More or less amps?

[SpEEdyBL]

Sorry, it's actually 1352/kv in (oz.in/amp). Here are some equations to get you to that number.

Power = Volts x Amps = Velocity (m/s) x Force (Newtons)

Lets say you have a motor with X kv (rpm/volt). Volts = V, Amps = I. For now, the efficiency of this motor will be 100%

With V voltage the motor is spinning at VX rpm = 2(pi)(V)(X)/60 radians per second (r/s).

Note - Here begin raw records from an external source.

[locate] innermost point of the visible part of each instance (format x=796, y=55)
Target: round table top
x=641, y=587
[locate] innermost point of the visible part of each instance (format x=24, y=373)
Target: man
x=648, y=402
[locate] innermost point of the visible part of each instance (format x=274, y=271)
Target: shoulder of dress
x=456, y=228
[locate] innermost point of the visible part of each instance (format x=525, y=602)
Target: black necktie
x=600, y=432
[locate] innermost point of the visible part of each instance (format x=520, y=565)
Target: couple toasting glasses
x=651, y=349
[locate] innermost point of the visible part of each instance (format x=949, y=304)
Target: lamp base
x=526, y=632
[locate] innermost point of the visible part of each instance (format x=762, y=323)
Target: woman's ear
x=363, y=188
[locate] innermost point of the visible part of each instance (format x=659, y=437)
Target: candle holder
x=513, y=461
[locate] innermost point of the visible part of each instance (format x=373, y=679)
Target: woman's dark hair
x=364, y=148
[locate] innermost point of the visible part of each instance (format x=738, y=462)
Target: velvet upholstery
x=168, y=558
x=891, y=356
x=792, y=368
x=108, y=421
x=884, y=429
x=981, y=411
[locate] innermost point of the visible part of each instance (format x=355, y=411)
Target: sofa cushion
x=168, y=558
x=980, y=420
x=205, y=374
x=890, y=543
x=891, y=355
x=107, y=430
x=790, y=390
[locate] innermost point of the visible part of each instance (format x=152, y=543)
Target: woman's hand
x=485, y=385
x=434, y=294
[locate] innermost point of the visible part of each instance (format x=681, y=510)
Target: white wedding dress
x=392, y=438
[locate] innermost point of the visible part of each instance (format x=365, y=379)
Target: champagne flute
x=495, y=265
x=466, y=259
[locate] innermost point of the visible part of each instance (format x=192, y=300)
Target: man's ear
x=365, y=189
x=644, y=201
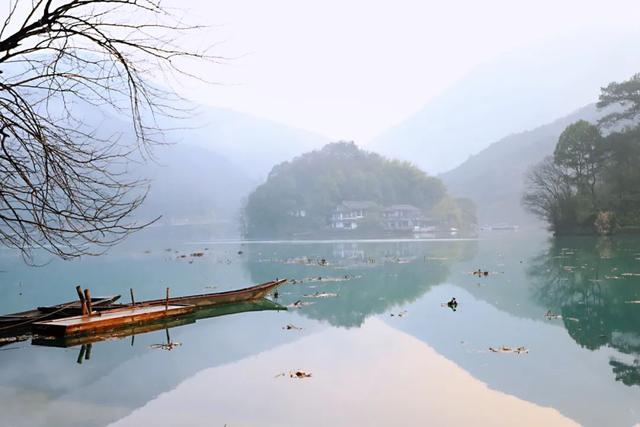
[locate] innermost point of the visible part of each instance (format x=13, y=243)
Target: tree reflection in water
x=594, y=285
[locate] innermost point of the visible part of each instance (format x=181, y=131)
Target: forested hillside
x=299, y=196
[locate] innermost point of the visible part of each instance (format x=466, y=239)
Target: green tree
x=549, y=195
x=625, y=94
x=581, y=151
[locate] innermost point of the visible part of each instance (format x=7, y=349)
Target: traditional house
x=404, y=218
x=349, y=214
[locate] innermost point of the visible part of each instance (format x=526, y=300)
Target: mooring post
x=83, y=304
x=87, y=301
x=133, y=300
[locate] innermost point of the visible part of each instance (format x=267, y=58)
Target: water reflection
x=344, y=283
x=590, y=284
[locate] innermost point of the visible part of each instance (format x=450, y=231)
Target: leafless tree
x=64, y=180
x=548, y=193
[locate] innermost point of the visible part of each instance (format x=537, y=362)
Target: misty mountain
x=210, y=163
x=191, y=184
x=494, y=178
x=521, y=90
x=254, y=144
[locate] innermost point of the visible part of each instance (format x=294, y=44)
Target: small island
x=591, y=183
x=342, y=191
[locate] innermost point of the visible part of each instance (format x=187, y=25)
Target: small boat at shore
x=206, y=300
x=105, y=308
x=21, y=322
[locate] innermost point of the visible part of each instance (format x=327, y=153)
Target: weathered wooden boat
x=102, y=314
x=17, y=323
x=227, y=297
x=167, y=323
x=109, y=319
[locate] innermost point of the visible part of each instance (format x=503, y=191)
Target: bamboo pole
x=87, y=301
x=83, y=304
x=81, y=354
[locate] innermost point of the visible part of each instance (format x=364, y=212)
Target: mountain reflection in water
x=582, y=362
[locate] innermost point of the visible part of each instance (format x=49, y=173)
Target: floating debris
x=294, y=374
x=401, y=314
x=299, y=304
x=291, y=327
x=549, y=315
x=506, y=349
x=480, y=273
x=166, y=346
x=18, y=338
x=321, y=295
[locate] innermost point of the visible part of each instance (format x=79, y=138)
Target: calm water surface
x=371, y=329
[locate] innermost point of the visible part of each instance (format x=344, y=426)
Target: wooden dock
x=109, y=320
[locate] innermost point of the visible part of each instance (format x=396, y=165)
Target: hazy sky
x=350, y=69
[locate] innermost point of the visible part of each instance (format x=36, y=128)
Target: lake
x=369, y=324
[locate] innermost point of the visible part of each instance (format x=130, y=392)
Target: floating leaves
x=295, y=374
x=289, y=327
x=506, y=349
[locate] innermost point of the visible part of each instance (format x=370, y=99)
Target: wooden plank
x=108, y=320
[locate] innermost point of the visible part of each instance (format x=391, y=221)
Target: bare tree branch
x=65, y=184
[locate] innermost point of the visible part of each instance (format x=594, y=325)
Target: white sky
x=350, y=69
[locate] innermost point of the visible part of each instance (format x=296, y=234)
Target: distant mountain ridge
x=494, y=178
x=521, y=90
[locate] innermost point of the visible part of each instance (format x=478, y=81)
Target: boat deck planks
x=111, y=319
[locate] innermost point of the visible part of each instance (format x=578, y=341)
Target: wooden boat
x=118, y=315
x=167, y=323
x=205, y=300
x=17, y=323
x=109, y=320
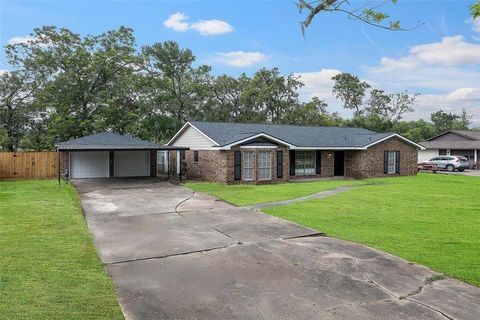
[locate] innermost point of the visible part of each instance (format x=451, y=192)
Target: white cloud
x=20, y=40
x=475, y=24
x=240, y=59
x=450, y=51
x=179, y=22
x=212, y=27
x=454, y=101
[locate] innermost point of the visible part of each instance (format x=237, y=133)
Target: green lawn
x=429, y=219
x=243, y=194
x=49, y=268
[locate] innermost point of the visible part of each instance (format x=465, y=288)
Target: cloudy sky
x=440, y=59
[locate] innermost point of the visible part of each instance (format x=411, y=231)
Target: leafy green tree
x=368, y=12
x=86, y=74
x=475, y=10
x=417, y=131
x=384, y=110
x=443, y=121
x=226, y=103
x=177, y=88
x=270, y=95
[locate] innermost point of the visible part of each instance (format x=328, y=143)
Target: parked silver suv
x=450, y=163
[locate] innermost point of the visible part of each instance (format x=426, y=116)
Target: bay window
x=304, y=162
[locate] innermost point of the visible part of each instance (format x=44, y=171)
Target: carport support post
x=111, y=164
x=179, y=165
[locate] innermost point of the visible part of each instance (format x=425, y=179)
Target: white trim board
x=183, y=128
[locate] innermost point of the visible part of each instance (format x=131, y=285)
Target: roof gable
x=297, y=137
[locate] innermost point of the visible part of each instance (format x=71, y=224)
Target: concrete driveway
x=174, y=254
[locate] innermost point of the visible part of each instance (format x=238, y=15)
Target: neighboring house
x=454, y=143
x=105, y=155
x=256, y=153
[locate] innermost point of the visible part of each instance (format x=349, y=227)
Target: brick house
x=267, y=153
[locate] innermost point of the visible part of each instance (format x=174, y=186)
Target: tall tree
x=443, y=121
x=384, y=110
x=313, y=113
x=174, y=80
x=351, y=91
x=86, y=73
x=272, y=94
x=226, y=97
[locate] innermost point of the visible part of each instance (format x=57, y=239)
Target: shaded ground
x=181, y=255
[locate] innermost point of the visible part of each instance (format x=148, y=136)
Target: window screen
x=304, y=162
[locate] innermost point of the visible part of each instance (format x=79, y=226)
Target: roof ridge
x=276, y=124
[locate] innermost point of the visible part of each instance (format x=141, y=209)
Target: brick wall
x=218, y=165
x=369, y=163
x=211, y=165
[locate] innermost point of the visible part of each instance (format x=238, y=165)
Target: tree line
x=61, y=86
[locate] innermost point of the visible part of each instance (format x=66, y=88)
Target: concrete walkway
x=175, y=254
x=319, y=195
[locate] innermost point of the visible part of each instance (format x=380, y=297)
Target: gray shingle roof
x=300, y=136
x=108, y=141
x=475, y=135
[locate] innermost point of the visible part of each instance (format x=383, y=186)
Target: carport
x=109, y=155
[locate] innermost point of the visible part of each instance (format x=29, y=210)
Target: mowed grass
x=244, y=194
x=429, y=219
x=49, y=268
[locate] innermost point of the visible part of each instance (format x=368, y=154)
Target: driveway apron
x=174, y=254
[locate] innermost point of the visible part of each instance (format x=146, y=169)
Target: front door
x=339, y=163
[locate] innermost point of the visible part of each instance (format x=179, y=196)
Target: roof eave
x=184, y=127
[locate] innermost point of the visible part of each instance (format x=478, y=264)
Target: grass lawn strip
x=49, y=267
x=244, y=194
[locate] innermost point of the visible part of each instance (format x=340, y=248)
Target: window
x=391, y=160
x=248, y=165
x=265, y=165
x=304, y=162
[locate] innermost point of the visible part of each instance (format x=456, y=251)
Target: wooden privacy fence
x=28, y=165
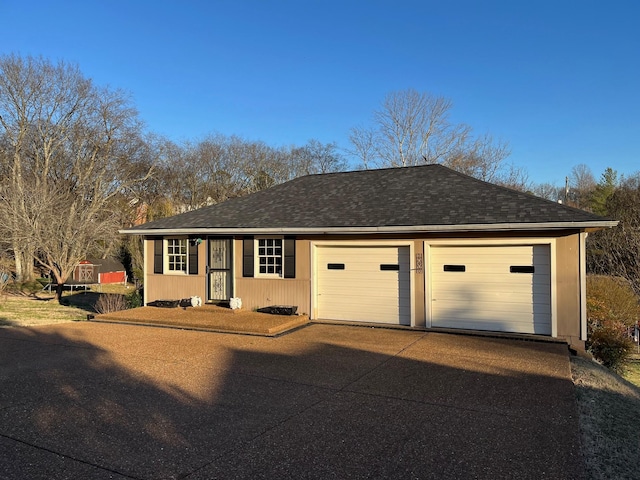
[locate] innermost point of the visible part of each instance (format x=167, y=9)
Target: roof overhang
x=400, y=229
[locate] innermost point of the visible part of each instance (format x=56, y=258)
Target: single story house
x=418, y=246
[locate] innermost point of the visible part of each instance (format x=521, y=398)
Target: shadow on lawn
x=198, y=406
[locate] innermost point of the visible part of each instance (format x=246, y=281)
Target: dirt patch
x=209, y=317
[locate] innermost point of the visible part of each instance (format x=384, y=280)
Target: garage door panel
x=488, y=295
x=505, y=325
x=366, y=285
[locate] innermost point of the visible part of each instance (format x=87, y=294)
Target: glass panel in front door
x=219, y=269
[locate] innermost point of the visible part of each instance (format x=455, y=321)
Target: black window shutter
x=193, y=257
x=247, y=257
x=158, y=260
x=289, y=257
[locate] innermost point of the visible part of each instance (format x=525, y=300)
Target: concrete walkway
x=105, y=401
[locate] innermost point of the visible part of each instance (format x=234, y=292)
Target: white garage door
x=501, y=288
x=365, y=284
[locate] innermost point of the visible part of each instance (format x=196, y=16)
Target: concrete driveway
x=88, y=400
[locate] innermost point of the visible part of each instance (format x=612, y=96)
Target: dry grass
x=632, y=372
x=30, y=311
x=608, y=405
x=609, y=409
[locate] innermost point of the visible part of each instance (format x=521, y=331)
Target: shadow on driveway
x=88, y=400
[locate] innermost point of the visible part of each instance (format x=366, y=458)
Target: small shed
x=100, y=271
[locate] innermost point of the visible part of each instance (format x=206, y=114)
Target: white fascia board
x=493, y=227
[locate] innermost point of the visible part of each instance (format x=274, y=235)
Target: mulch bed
x=208, y=317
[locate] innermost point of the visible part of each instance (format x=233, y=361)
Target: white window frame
x=167, y=255
x=258, y=256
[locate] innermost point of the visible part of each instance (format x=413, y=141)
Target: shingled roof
x=424, y=198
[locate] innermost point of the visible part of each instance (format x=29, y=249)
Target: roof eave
x=399, y=229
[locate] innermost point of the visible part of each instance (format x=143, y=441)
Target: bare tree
x=70, y=157
x=364, y=143
x=616, y=251
x=413, y=128
x=581, y=185
x=316, y=157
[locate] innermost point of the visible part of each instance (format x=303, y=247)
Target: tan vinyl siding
x=259, y=292
x=174, y=286
x=568, y=285
x=419, y=285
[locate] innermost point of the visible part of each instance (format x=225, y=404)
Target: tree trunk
x=59, y=290
x=24, y=264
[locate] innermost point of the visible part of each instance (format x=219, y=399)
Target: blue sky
x=558, y=80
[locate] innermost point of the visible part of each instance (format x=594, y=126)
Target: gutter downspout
x=583, y=286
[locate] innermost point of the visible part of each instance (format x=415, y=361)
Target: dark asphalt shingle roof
x=429, y=195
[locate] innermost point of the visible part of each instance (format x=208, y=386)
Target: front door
x=219, y=270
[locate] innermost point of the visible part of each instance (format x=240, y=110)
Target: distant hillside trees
x=69, y=148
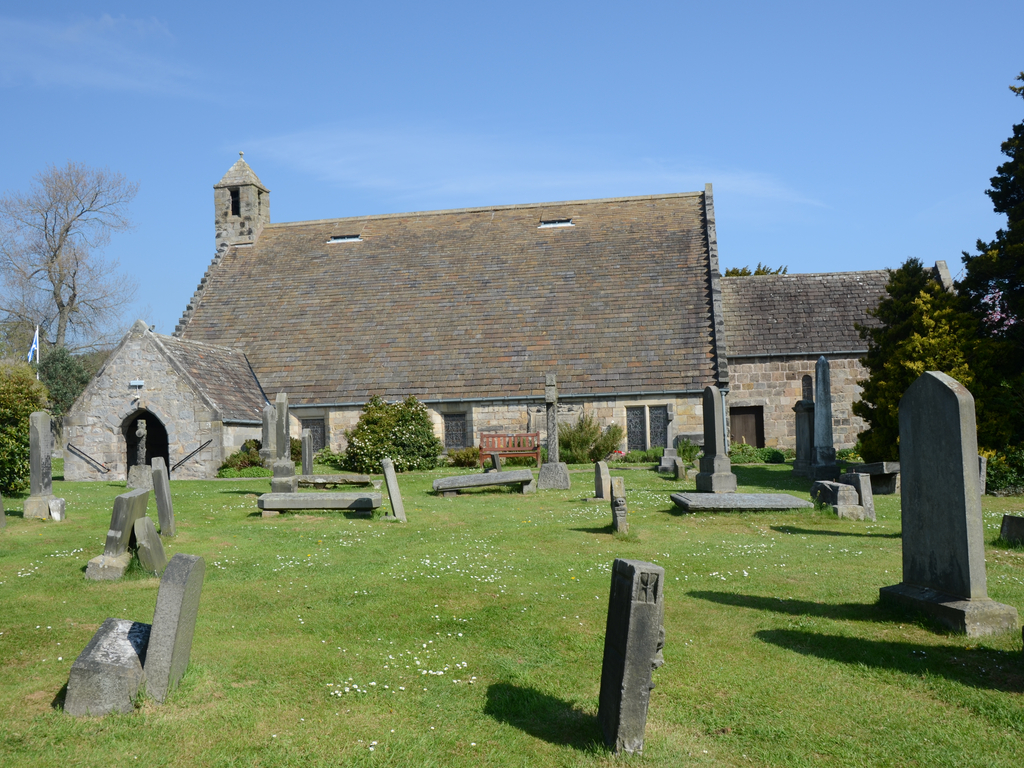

If radius = 1 meter, r/s = meters per second (m/s) away from the center of the shaft.

Efficiency = 100%
Power in = VI = Power out = (m/s)(Newtons) = 2(pi)(V)(X)(Newtons)/60

If Power out (VI) = 2(pi)(V)(X)(Newtons)/60, then
The torque in Newtons = 60VI/(2(pi)(V)(X)) newtons a meter away from the center of the shaft.

To convert to oz.in/amp,
39.37 inches/meter and 3.6 oz/newton

oz.in = 39.37(3.6)(60)(V)(I)/(2(pi)(V)(X))
oz.in = 1353(I)/(X) the V's cancel out.
oz.in/amp = 1353/X = 1353/kv

Put in any value for kv, amps, voltage and you will get that number every time. The reason why I used 100% efficiency is so I don't need to factor in resistance of the motor. 100% efficiency assumes the motor has a constant kv at any amp rate and has 0 ohms resitance, but you can find efficiency just by finding the rpm drop constant. With the I = V/r equation, you can find the max amp rate where the motor is spinnin at 0 rpm and is 0% efficient. Basically the rpm drops linearly until it reaches that point. rpm drop = kv(I)(r). Rpm = (kv)(volts) - (kv)(amps)(resistance). Efficiency = (V-rI)/V.